失敗していい、いつでも、何度でもやり直せる

 「今日から別の人間になる! 一生後悔しない人間になる!」と私が決断できたのは、「死にかけた」経験があることも関係しています。2歳になる直前、道を歩いていた母親と私の上に、鉄骨を積んだ三輪トラックが倒れ込んできて、その下敷きになりました。病院に駆け付けた父親は、意識のない血だらけの二人を見て、「もう助からないだろう……」と覚悟をしたくらいだといいます。

 今も右足の太ももにある大きな傷痕は、「2歳になる直前に死んでいてもおかしくなかった」証しで、物心がついた頃から「なぜこんな傷があるのか」と思うことも多々ありました。でも14歳の時に、事故は私にとって不幸な体験ではなく、貴重な体験だったと考えられるようになりました。「こうして死なずに生きているのだから、いくら失敗してもいいじゃないか。いつでも、何度でもやり直せる」と開き直ることができたのです。

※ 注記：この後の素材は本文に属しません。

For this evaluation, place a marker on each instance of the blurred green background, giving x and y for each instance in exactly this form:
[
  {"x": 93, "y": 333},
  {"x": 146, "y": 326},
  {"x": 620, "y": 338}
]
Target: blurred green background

 そんなふうに「すべてのマイナスをプラスに変える力」が持てたのは、親が私を絶対的に信頼し、見守ってくれたことも関係しているでしょう。が私の人生に口出しをすることなく、私自身が思うように生きてきたからこそ、養われた力なのです。

 親が子どものことで悩むのは、「自分の言いなりにしよう」と思うからです。どんな子どもも、「こういう生き物だから」と受け入れ、見守ること。それこそが、「マイナスをプラスに変える力」を育むと思います。